Code review is a key practice in software engineering, but scaling brings challenges: surging patch volumes, increasing change complexity, and AI-assisted programming exacerbating review burdens. Limitations of existing LLM methods: inconsistent summary quality hinders automated decision-making; generated review comments are prone to false positives and fail to capture overall intent. This paper proposes a new direction of structured annotation.

## Methodology: Two-Stage Structured Annotation Pipeline and Few-Shot Prompting Strategy

**Two-Stage Pipeline**: 1. Hunk-level annotation: Split patches into diff hunks and classify them into Rename, Move, Logic Change, etc. 2. Relationship and attribute refinement: Identify structural relationships like rename propagation and dependencies, as well as semantic attributes like Breaking Change. **Few-Shot Prompting**: No fine-tuning required; cross-language adaptation is achieved via context construction (full diff + sliding window), example selection (2-3 boundary examples per category), and structured JSON output.

## Experimental Evidence: Model Performance Against Human-Annotated Benchmarks

A benchmark dataset of natural + synthetic patches was constructed to test GPT-4, Claude3, Llama3, and CodeLlama. The optimal configuration (GPT-4) achieved 84% recall, 81% precision, and an F1 score of 82.5%. Fine-grained analysis: Rename recognition had >90% F1; Logic Change was prone to confusion; context lengths within 8K tokens showed significant benefits; GPT-4/Claude3 outperformed open-source models.

## Application Value: Optimization Scenarios for Code Review Workflows

1. Intelligent routing: Assign reviewers based on change type (security changes → security team). 2. Priority sorting: Prioritize high-risk changes (Breaking Change + core module → high priority). 3. Review assistance: Provide structured prompts (e.g., confirm rename completeness). 4. Change analysis: Team-level insights (proportion of refactoring changes this week).

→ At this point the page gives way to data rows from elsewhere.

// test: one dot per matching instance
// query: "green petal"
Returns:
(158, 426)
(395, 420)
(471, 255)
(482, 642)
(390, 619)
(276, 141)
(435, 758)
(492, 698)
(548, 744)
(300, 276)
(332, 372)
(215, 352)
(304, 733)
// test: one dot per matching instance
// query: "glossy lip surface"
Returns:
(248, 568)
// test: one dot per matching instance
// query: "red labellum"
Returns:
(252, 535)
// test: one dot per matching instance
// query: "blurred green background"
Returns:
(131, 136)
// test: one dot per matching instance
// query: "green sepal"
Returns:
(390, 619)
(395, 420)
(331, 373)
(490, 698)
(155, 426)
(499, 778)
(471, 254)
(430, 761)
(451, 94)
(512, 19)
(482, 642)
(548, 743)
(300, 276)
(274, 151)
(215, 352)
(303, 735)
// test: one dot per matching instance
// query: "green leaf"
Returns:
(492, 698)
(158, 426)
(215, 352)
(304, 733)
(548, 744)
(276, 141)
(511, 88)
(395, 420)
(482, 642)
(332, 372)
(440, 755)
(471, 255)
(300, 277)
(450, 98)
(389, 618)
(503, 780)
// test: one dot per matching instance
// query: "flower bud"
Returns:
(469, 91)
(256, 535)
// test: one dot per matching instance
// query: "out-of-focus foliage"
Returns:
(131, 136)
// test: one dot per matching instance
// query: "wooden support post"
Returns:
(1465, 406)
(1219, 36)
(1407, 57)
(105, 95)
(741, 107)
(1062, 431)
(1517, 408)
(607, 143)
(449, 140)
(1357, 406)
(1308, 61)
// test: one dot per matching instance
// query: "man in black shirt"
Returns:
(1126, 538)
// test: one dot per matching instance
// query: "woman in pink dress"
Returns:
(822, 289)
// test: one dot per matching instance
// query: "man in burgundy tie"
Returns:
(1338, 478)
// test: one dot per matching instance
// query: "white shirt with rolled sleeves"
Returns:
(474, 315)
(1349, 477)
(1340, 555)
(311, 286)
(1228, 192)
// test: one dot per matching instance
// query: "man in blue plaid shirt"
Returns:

## Limitations and Future Work: Current Challenges and Improvement Directions

**Limitations**: Differences in annotation consistency, ambiguous boundaries between change types, difficulty managing context for large-scale patches, and high LLM invocation costs. **Future Directions**: Hybrid static analysis and LLMs, active learning to improve annotations, temporal modeling considering historical patterns, multi-modal expansion integrating CI results and other information.